Giles Smith's Thursday Thoughts

Reflecting on Rome, columnist and Chelsea fan Giles Smith weighs up the merits of the two celebrated days at this time of year, and he declares the winner…

 

One couldn’t help but notice a certain consistency across the newspapers' back-pages on Wednesday morning. ‘Roma Ruins’ was the headline on the Daily Mirror. ‘Roma Ruins,’ said the Daily Mail, in only slightly smaller print, while The Times went with ‘Conte’s Roman Ruins.’

I think we got the gist.

There was also a fairly strong shared theme in the sub-headings and opening paragraphs of the various match reports under those headlines: ‘Horror show,’ ‘Fright night,’ ‘Nightmare,’ ‘Hell of a night,’ etc.

Again, we see what they’re driving at.

Unedifying reading, no question. That said, I never really did like Halloween very much anyway, what with the tacky costumes, the constant ringing at the door, the endless buckets of Haribo and the losing 3-0 to Roma. Don’t mean to sound grouchy, but it’s always felt a bit artificially imported to me – somewhat shoehorned into the calendar for commercial purposes. I certainly can’t remember the year feeling any emptier back in the days when we didn’t really bother and when the night passed off perfectly normally, without a 3-0 Champions League defeat anywhere.
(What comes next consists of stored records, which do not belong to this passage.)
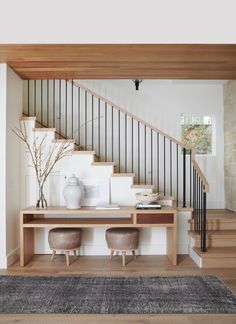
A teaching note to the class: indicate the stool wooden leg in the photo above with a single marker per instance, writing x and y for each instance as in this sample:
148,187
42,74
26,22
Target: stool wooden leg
134,255
67,258
123,258
111,254
53,254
Anyway, next time anything like this happens, we need Prue Leith to step up, as she so emphatically did before the ‘Bake Off’ final, and, in a state of confusion about the time difference, tweet out the result in advance from Bhutan. That way we can at least be warned about what we’re in for, and know when to look away.

Like after 39 seconds, for instance, when Stephan El Shaarawy swung his foot at the ball from 25 yards out and undermined, no doubt, a number of good intentions; and in the 36th minute when Antonio Rudiger (and I guess there genuinely was a flavour of Halloween about this) didn’t realise there was someone scary (El Shaarawy again) behind him. And then it was 2-0 and all very chilling indeed.

Yet perhaps we ought not to forget that between the concession of a world-class goal and that split second of defensive confusion, there was more than half an hour of not merely acceptable but actually quite classy and rather dominant football. And one can play ifs-and-buts forever, but, truly, had Alvaro Morata not got underneath that shot when a ricochet left him one-on-one with the goalkeeper, or, a bit later, had Tiemoue Bakayoko’s header gone a couple of inches to the right… 


So, Roma ruins? That may have been a slight and irresistible exaggeration for poetic effect. I’m certainly not convinced, painful though the spectacle was at times (and for rather too much of the second half), that the entire, once glorious project of our 2017/18 season became a site of purely archaeological interest in the wince-inducing portions of those 90 minutes in Italy. It would take quite a bit more, surely, than one ragged performance midway through a Champions League group stage to bring that about. And we all know how the old saying goes: Rome wasn’t ruined in a day.

The one unarguably redeeming aspect of the evening was the result in Madrid. Qarabag have now deprived Atletico of four points across their two games with each other, which surely nobody anticipated who wasn’t an unreasonably bright-siding Qarabag supporter. And the Azerbaijani side’s heroism means, from our point of view, that, even after last night’s setback, qualification from the group is still only a victory away. However, winning the group, while it remains possible, is now out of our hands which (without wishing to get ahead of ourselves here) could perhaps prove to be a bit of a shame.

As Tony Cascarino, formerly of this parish, pointed out in The Times, the price of finishing second if the other English clubs win their groups, is an unenviably high chance of meeting either PSG or Barcelona in the next round. (This, of course, on account of the fact that you can’t face a club from your own country in that draw.) In fact, there would potentially be only one other club we could be drawn against, besides those two – Besiktas. In which case, it really could be Halloween, early next spring.

Then again, we’re talking about the Champions League here, and the whole point of the Champions League is that you want to meet the best, don’t you? Just not quite so soon, maybe.

Meanwhile there was certainly no damage so extreme arising from Tuesday night that it can’t be repaired by an imperious performance in our next Premier League match, which just happens to be against Manchester United. It takes place, one notices, on Guy Fawkes night. Sparklers, baked potatoes, shiny faces around the bonfire… now, that’s a properly enjoyable occasion with a substantial history behind it, no? I’ve always preferred Guy Fawkes to Halloween, personally speaking, and I don’t see why this year should be any different.